Detalhes bibliográficos
Ano de defesa: 2024
Autor(a) principal: Tiago Junio Augusto da Silva
Orientador(a): Não Informado pela instituição
Banca de defesa: Não Informado pela instituição
Tipo de documento: Dissertação
Tipo de acesso: Acesso aberto
Idioma: por
Instituição de defesa: Universidade Federal de Minas Gerais
Brasil
ENG - DEPARTAMENTO DE ENGENHARIA MECÂNICA
Programa de Pós-Graduação em Engenharia Mecanica
UFMG
Programa de Pós-Graduação: Não Informado pela instituição
Departamento: Não Informado pela instituição
País: Não Informado pela instituição
Palavras-chave em Português:
Link de acesso: http://hdl.handle.net/1843/74563
Resumo: In this work, an experimental investigation concerned with helical milling was conducted to explore its effectiveness in producing holes in hardened steel. Due to the limitations faced by drilling of hardened steels, helical milling emerges as an attractive option. The principal goal of this research was to investigate the influence of the cutting parameters on the macro and microgeometric quality of holes produced by helical milling of AISI D2 steel (56 HRC) using a ball nose end milling cutter with two coated carbide inserts as cutting tool. A series of experiments was carried out using the Taguchi methodology with a L8 orthogonal array, along with analysis of variance (ANOVA). The influence of the following helical milling parameters was evaluated at two levels: cutting speed (vc), axial depth of cut (ap), feed per tooth (fz), helical eccentricity (e), and cutting direction (up and down milling). The impact of these parameters on the trial cutting time, components of helical milling force and hole quality (diameter deviation, circularity, cylindricity and roughness) was investigated. Cutting power and the morphology of the chips were also subject to analysis. Helical milling operation proved effective, achieving holes with IT7 quality and N7 class.
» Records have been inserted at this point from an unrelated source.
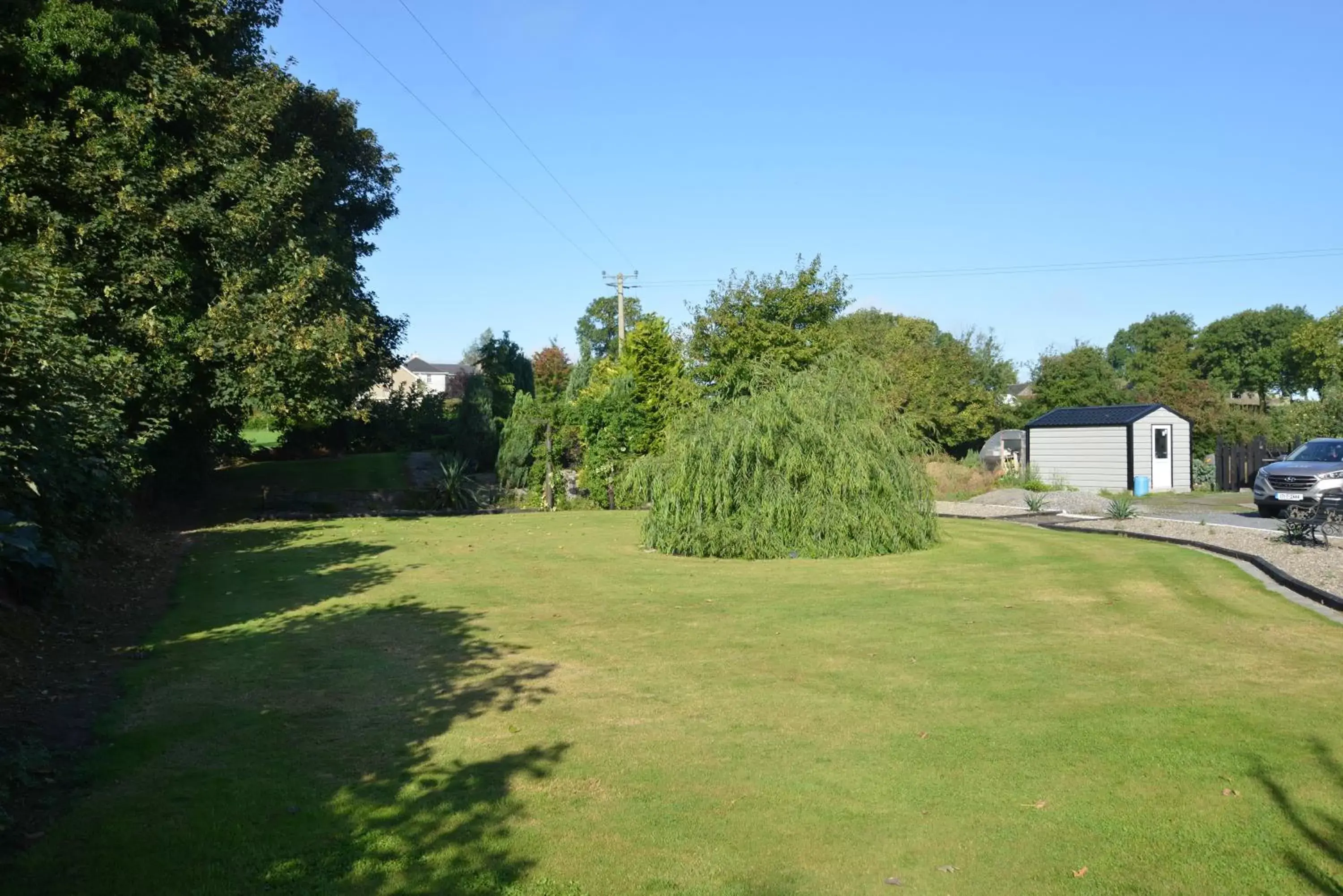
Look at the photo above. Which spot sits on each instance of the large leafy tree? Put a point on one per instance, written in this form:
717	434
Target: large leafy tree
935	379
217	207
1252	352
505	368
1078	378
551	370
661	387
1318	348
1147	336
66	457
599	328
758	321
1166	375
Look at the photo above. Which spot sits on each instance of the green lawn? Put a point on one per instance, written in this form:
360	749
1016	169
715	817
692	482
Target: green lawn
532	704
260	438
352	472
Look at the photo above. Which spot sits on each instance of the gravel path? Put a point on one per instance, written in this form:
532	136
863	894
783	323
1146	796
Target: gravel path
1319	566
1217	518
978	511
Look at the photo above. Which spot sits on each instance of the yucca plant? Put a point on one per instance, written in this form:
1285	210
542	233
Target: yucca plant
813	467
454	490
1122	508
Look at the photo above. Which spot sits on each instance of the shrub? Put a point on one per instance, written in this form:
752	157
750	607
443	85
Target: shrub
1205	475
68	455
1122	508
1026	479
454	490
958	482
817	467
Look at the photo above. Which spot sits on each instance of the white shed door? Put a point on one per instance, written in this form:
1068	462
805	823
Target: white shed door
1162	459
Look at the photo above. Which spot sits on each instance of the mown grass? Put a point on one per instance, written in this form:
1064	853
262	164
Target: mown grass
261	438
532	704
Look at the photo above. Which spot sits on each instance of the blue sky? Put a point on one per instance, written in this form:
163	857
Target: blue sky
708	136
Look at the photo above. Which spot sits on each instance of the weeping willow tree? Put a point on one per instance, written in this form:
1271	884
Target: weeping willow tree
813	465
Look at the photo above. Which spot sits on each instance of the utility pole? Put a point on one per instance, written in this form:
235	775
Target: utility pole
620	308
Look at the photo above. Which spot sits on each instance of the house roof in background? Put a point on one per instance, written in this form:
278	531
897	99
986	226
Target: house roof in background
1103	415
421	366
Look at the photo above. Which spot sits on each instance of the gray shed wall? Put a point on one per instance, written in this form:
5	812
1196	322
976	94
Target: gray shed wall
1084	457
1181	448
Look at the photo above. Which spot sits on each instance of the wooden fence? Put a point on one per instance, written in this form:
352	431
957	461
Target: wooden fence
1237	464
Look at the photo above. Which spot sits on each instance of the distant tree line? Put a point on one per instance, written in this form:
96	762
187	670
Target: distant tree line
1290	363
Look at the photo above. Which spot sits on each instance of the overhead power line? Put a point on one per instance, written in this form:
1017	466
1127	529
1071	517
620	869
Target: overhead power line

The statistical analysis confirmed that machining depth reduced trial cutting time. Additionally, this same factor was the most influential on roughness. The up milling direction reduced the components of helical milling force (Fz and Fr). Regarding the diameter, circularity and cylindricity deviations, up milling also reduced these deviations, especially the former. Similarly to trial cutting time, form deviations were reduced by using lower eccentricity, as well as higher cutting speed, although these levels increased the hole wall roughness. Morphological analysis of chips showed that less serrated chips (GS) were associated with lower cutting power, while a higher serration frequency (f) was related to better surface quality. In this context, the optimal levels of helical milling parameters were vc = 40 m/min, ap = 0.25 mm, fz = 0.08 mm/tooth, e = 2 mm, and the up milling direction.